In het recent gelanceerde programma ‘vroegdetectie en -interventie’ wordt ook specifiek ingezet op kinderen en jongeren van ouders met psychische problemen of afhankelijkheidsproblemen.
Belangrijk is ook het inzetten op respijtzorg ter ondersteuning van jonge mantelzorgers. Zo zal er voor de jonge mantelzorger meer ruimte zijn voor niet-zorggerelateerde activiteiten. Die actie werd nog niet concreet uitgewerkt, maar zal deze legislatuur nog nader worden onderzocht. Respijtzorg kan zeer waardevol zijn voor de ondersteuning van jonge mantelzorgers en het bewaken van hun psychisch welzijn.
Uit buitenlandse voorbeelden en de visie van buitenlandse experten blijkt dat onderzoek een eerste belangrijke stap is om de bewustwording ten aanzien van jonge mantelzorgers te vergroten. Zoals eerder aangegeven, lopen momenteel verschillende studies in Vlaanderen. Een van deze studies bij het Departement Welzijn, Volksgezondheid en Gezin, in samenwerking met het Departement Onderwijs en Vorming en de KU Leuven, legt de focus op jonge mantelzorgers binnen de schoolcontext. Het doel ervan is om enerzijds de impact van mantelzorg op jonge leeftijd op het schoolfunctioneren na te gaan, en om anderzijds ook een effectieve schoolaanpak uit te werken voor de ondersteuning van jonge mantelzorgers.
Het project ‘Samen naar een mantelzorgvriendelijke schoolomgeving’ van Samana zet in op het sensibiliseren, herkennen en erkennen van jonge mantelzorgers. Dit project is zeer waardevol. We willen meer inzetten op het onder de aandacht brengen van jonge mantelzorgers in het onderwijs, maar ook binnen de jeugdhulp.
Zo staat er in het Vlaamse Mantelzorgplan een actiepunt om de benadering van jonge mantelzorgers binnen de brede, integrale en laagdrempelige zorgbenadering in de scholen en op maat van elke jongere in te passen. De studie van Samana is een piloot voor Vlaanderen. Samana zal voor de uitrol van haar project in de Vlaamse scholen een projectaanvraag indienen, maar ons agentschap heeft die nog niet ontvangen. Het is de bedoeling om inspirerende praktijken, beleidsmatige conclusies en praktijkrichtlijnen uit dit project te halen. Omdat er een link is met het kabinet Onderwijs, zal dit gezamenlijk worden onderzocht. Het project werd ook reeds toegelicht op het kabinet Onderwijs.
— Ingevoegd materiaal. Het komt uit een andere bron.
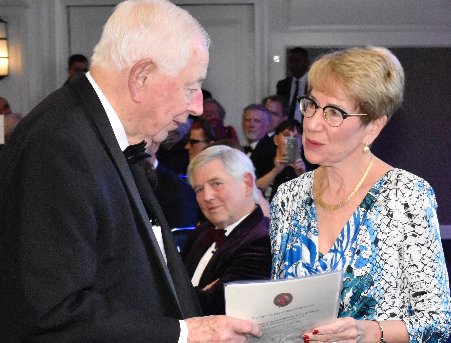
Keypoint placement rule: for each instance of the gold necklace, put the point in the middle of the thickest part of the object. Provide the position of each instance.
(328, 207)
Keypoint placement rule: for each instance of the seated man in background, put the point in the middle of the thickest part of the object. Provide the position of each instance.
(234, 243)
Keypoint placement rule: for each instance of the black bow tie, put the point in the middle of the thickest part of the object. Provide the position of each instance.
(215, 235)
(135, 153)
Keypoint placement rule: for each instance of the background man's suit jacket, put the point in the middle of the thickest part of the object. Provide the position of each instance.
(77, 259)
(244, 255)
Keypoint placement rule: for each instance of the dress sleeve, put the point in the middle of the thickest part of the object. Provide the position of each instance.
(424, 265)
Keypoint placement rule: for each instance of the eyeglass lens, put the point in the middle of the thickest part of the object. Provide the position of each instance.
(332, 115)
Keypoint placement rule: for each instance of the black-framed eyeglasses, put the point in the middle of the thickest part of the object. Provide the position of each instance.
(333, 115)
(196, 141)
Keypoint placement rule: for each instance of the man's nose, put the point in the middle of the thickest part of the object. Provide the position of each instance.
(208, 193)
(196, 105)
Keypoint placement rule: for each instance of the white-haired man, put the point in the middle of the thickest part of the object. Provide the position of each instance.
(80, 260)
(224, 182)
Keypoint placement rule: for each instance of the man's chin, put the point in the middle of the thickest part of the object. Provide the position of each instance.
(160, 136)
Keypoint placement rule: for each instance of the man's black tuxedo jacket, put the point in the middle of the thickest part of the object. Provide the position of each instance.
(283, 89)
(77, 260)
(263, 156)
(176, 198)
(244, 255)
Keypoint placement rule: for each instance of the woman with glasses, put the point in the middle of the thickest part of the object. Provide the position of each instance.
(355, 213)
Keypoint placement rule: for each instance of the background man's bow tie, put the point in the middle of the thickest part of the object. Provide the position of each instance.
(135, 153)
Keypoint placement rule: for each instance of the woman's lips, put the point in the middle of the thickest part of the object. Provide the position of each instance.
(313, 144)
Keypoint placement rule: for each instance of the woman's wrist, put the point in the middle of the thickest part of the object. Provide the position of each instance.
(381, 331)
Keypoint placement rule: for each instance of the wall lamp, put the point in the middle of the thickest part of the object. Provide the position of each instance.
(4, 56)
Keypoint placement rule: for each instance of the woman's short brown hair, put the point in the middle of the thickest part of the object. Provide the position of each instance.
(372, 76)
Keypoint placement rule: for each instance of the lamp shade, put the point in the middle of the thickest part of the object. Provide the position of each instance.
(4, 56)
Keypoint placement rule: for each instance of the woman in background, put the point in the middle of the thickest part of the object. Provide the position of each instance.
(356, 213)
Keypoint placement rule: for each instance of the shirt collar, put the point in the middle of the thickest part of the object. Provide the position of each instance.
(118, 128)
(229, 229)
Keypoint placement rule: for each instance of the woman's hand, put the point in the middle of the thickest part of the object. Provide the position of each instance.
(344, 330)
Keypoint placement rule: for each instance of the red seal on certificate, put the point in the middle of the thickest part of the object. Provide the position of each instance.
(283, 299)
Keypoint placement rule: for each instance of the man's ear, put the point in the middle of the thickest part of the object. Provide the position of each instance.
(139, 78)
(374, 128)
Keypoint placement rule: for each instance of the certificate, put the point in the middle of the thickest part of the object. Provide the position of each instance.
(285, 308)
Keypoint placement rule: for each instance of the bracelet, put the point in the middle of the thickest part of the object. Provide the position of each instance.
(382, 331)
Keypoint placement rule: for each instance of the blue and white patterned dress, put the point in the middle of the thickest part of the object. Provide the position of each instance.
(390, 252)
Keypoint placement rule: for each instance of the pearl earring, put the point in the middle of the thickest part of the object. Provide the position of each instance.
(366, 148)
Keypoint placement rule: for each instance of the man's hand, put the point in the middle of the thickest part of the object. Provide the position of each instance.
(220, 329)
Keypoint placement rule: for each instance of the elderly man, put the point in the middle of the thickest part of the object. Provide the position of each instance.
(261, 149)
(80, 259)
(234, 243)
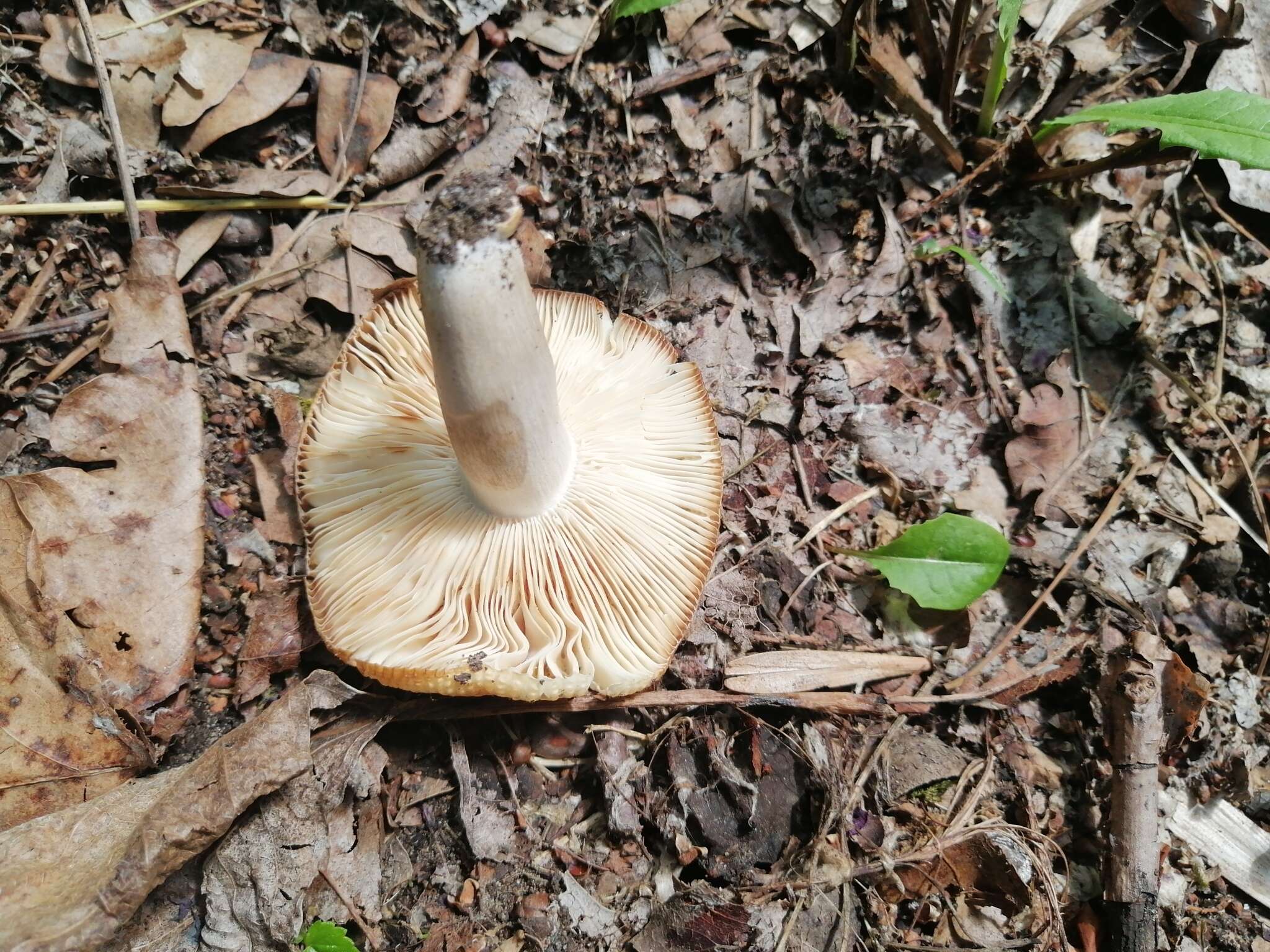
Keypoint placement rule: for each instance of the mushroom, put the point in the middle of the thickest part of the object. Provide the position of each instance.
(506, 490)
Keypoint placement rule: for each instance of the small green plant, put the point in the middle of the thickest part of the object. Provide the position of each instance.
(633, 8)
(945, 563)
(1008, 24)
(1219, 123)
(931, 248)
(326, 937)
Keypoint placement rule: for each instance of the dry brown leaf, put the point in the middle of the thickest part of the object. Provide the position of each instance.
(120, 549)
(135, 102)
(63, 743)
(156, 47)
(257, 879)
(70, 879)
(1049, 423)
(197, 240)
(270, 183)
(275, 639)
(281, 513)
(804, 669)
(270, 82)
(213, 65)
(453, 93)
(561, 35)
(337, 90)
(55, 54)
Informatie en methodieken uit deze studies en projecten zullen ook worden gecentraliseerd in het Vlaams Expertisepunt Mantelzorg.
De heer Anseeuw heeft het woord.
Minister, ik dank u voor uw antwoord. Ik ben de eerste om te onderschrijven dat het onderzoek van Samana natuurlijk geen wetenschappelijk onderbouwd onderzoek is, maar ik wil het ook niet afdoen als een vodje papier. Het geeft uiteindelijk toch wel een sterke indicatie dat er werk aan de winkel is.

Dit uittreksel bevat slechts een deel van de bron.